Evolutionary conservation and selection of human disease gene orthologs in the rat and mouse genomes
1 Department of Bioinformatics, Genome Therapeutics Corporation, Waltham, MA 02453, USA
2 MRC Functional Genetics Unit, Department of Human Anatomy and Genetics, University of Oxford, South Parks Road, Oxford OX1 3QX, UK
3 Institute of Medical Genetics, University of Wales College of Medicine, Heath Park, Cardiff CF14 4XN, UK
4 Genome Sequencing Center, Genome Therapeutics Corporation, Waltham, MA 02453, USA
5 Agencourt Bioscience Corporation, Beverly, MA 01915, USA
6 Grup de Recerca en Informàtica Biomèdica, Departament de Ciències Experimentals i de la Salut, Universitat Pompeu Fabra, Barcelona 08003, Spain
Genome Biology 2004, 5:R47 doi:10.1186/gb-2004-5-7-r47Published: 28 June 2004
Model organisms have contributed substantially to our understanding of the etiology of human disease as well as having assisted with the development of new treatment modalities. The availability of the human, mouse and, most recently, the rat genome sequences now permit the comprehensive investigation of the rodent orthologs of genes associated with human disease. Here, we investigate whether human disease genes differ significantly from their rodent orthologs with respect to their overall levels of conservation and their rates of evolutionary change.
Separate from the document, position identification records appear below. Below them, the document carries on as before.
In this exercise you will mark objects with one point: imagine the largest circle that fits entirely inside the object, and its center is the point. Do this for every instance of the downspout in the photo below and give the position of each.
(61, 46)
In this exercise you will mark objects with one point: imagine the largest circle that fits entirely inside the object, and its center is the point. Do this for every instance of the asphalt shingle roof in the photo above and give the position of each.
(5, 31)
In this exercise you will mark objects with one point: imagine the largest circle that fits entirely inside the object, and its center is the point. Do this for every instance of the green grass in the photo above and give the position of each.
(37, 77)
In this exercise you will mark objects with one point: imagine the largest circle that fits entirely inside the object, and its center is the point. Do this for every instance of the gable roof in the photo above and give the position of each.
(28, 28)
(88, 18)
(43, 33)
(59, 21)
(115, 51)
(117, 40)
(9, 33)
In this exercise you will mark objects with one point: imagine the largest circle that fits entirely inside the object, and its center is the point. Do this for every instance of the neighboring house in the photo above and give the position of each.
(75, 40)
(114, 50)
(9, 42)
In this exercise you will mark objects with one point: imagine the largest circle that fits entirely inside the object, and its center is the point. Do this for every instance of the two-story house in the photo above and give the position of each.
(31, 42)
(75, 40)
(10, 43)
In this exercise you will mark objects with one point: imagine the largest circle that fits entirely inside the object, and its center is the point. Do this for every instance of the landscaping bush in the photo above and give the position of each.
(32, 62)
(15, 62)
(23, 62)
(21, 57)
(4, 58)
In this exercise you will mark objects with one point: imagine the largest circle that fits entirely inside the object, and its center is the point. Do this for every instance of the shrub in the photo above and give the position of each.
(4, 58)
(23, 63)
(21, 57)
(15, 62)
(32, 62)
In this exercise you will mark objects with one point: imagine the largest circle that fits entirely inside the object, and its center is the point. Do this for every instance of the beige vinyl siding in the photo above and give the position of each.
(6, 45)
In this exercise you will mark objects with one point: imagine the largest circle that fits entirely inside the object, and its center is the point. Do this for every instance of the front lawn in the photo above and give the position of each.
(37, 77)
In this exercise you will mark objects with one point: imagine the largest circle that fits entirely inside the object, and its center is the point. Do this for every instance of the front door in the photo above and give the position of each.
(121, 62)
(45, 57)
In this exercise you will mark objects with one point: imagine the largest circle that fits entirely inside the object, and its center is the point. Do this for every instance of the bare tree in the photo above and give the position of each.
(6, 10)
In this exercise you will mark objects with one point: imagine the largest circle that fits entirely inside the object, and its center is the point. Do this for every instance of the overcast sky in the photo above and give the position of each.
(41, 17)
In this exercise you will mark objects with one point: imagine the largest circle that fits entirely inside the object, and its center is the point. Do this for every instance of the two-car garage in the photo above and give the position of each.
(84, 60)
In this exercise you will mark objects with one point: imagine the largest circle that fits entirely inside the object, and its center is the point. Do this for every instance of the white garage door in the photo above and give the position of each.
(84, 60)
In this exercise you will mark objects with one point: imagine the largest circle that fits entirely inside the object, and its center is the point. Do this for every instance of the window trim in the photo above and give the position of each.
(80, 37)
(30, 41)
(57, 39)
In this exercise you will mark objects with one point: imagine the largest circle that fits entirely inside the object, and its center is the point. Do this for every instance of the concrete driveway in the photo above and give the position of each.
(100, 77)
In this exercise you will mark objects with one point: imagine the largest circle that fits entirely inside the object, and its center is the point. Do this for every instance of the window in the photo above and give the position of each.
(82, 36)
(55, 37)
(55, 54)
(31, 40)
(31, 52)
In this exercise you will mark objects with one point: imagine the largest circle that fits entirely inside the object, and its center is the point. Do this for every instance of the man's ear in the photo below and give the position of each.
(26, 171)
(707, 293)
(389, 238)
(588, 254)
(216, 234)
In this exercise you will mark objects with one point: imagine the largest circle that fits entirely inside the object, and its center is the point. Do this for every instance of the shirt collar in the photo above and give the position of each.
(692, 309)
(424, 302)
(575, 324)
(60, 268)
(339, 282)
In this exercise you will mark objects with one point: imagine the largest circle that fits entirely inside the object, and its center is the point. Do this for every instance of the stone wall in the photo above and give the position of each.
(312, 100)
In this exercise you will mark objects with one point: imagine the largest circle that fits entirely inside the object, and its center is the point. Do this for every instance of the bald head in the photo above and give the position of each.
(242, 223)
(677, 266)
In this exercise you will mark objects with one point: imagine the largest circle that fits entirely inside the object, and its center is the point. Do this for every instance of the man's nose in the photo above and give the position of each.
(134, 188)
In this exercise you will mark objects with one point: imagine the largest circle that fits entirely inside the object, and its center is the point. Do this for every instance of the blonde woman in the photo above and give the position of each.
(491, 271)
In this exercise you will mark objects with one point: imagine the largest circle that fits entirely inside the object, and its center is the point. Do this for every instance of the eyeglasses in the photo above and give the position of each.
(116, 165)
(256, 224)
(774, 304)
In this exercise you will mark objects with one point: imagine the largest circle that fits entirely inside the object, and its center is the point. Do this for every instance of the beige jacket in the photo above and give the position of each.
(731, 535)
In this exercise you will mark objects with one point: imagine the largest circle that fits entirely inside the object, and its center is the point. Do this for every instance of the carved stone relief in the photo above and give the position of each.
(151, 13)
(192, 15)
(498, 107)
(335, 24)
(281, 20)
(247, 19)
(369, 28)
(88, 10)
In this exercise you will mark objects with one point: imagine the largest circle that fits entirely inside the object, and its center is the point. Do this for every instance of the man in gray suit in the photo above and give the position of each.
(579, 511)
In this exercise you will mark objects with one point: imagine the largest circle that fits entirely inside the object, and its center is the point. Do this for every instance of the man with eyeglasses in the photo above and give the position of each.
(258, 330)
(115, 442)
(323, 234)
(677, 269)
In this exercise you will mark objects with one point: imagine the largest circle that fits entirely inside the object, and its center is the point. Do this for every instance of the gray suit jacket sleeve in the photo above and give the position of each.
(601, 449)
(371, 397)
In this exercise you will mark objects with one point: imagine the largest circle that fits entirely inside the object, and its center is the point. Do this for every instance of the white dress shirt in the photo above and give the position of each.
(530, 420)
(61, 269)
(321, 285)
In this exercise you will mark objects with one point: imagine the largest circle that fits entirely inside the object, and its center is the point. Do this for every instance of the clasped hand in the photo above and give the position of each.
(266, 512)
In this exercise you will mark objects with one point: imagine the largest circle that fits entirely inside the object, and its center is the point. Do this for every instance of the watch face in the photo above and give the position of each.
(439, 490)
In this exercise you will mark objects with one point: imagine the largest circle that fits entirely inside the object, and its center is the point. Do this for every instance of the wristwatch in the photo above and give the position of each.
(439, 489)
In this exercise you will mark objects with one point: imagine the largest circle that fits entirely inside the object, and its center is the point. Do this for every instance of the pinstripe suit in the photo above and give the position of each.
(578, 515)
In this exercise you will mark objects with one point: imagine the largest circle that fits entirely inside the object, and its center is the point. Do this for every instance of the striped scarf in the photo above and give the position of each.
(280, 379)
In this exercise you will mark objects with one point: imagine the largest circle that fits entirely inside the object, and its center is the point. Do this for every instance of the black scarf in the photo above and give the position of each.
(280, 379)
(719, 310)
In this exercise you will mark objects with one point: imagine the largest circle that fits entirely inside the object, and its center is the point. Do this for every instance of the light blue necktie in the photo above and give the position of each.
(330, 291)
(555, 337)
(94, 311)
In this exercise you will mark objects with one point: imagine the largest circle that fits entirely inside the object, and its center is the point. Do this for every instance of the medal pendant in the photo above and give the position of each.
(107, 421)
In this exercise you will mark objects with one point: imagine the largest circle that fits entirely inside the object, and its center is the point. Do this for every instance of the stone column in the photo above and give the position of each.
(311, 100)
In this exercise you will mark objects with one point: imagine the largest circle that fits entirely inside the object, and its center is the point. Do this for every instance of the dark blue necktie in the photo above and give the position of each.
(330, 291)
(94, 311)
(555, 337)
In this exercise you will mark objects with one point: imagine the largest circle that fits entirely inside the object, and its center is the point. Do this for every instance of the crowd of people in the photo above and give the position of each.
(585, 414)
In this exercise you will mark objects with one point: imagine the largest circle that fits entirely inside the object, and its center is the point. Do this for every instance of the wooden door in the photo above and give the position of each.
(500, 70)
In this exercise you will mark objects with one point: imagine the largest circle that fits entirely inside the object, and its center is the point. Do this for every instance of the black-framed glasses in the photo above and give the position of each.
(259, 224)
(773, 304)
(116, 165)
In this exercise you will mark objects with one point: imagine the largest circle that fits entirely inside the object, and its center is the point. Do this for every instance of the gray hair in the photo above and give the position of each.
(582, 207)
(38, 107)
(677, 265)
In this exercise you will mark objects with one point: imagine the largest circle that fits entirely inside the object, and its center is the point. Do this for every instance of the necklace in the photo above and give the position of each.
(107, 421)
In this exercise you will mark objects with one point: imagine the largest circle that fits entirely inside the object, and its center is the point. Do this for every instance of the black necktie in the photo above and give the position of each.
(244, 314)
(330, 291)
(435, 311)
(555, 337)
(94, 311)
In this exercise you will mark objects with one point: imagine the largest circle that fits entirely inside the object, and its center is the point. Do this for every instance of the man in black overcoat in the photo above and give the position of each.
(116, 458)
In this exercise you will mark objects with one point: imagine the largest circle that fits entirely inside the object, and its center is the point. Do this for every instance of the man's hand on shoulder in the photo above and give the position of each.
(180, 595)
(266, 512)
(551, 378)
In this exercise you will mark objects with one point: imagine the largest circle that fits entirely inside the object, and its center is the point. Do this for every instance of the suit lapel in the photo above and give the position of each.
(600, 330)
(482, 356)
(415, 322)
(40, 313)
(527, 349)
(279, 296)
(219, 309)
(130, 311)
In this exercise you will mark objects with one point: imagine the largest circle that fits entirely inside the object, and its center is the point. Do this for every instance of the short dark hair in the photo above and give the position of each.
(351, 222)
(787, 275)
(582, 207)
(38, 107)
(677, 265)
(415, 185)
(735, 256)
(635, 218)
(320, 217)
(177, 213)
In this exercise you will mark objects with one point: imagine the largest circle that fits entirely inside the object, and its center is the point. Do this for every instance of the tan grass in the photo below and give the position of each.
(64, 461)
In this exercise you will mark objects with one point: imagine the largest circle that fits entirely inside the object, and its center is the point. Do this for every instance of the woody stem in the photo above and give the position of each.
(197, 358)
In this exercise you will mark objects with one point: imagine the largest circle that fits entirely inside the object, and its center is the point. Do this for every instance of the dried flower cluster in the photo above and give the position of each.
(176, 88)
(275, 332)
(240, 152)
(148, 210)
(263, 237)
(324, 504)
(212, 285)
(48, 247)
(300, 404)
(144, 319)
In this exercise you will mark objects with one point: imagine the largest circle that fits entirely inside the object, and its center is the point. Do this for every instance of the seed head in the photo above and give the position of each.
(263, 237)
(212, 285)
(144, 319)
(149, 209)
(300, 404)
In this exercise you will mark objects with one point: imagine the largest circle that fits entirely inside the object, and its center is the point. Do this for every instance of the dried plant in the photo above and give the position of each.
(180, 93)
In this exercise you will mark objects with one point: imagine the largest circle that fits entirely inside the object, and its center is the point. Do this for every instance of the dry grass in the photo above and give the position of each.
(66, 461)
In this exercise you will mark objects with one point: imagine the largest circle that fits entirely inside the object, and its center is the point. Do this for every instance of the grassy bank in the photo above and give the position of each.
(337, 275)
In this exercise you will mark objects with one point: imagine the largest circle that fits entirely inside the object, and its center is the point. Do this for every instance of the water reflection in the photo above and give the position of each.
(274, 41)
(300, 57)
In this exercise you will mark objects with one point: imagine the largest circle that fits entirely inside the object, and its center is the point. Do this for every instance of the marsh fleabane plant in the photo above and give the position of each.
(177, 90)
Human disease genes are unevenly distributed among human chromosomes and are highly represented (99.5%) among human-rodent ortholog sets. Differences are revealed in evolutionary conservation and selection between different categories of human disease genes. Although selection appears not to have greatly discriminated between disease and non-disease genes, synonymous substitution rates are significantly higher for disease genes. In neurological and malformation syndrome disease systems, associated genes have evolved slowly whereas genes of the immune, hematological and pulmonary disease systems have changed more rapidly. Amino-acid substitutions associated with human inherited disease occur at sites that are more highly conserved than the average; nevertheless, 15 substituting amino acids associated with human disease were identified as wild-type amino acids in the rat. Rodent orthologs of human trinucleotide repeat-expansion disease genes were found to contain substantially fewer of such repeats. Six human genes that share the same characteristics as triplet repeat-expansion disease-associated genes were identified; although four of these genes are expressed in the brain, none is currently known to be associated with disease.
Most human disease genes have been retained in rodent genomes. Synonymous nucleotide substitutions occur at a higher rate in disease genes, a finding that may reflect increased mutation rates in the chromosomal regions in which disease genes are found. Rodent orthologs associated with neurological function exhibit the greatest evolutionary conservation; this suggests that rodent models of human neurological disease are likely to most faithfully represent human disease processes. However, with regard to neurological triplet repeat expansion-associated human disease genes, the contraction, relative to human, of rodent trinucleotide repeats suggests that rodent loci may not achieve a 'critical repeat threshold' necessary to undergo spontaneous pathological repeat expansions. The identification of six genes in this study that have multiple characteristics associated with repeat expansion-disease genes raises the possibility that not all human loci capable of facilitating neurological disease by repeat expansion have as yet been identified.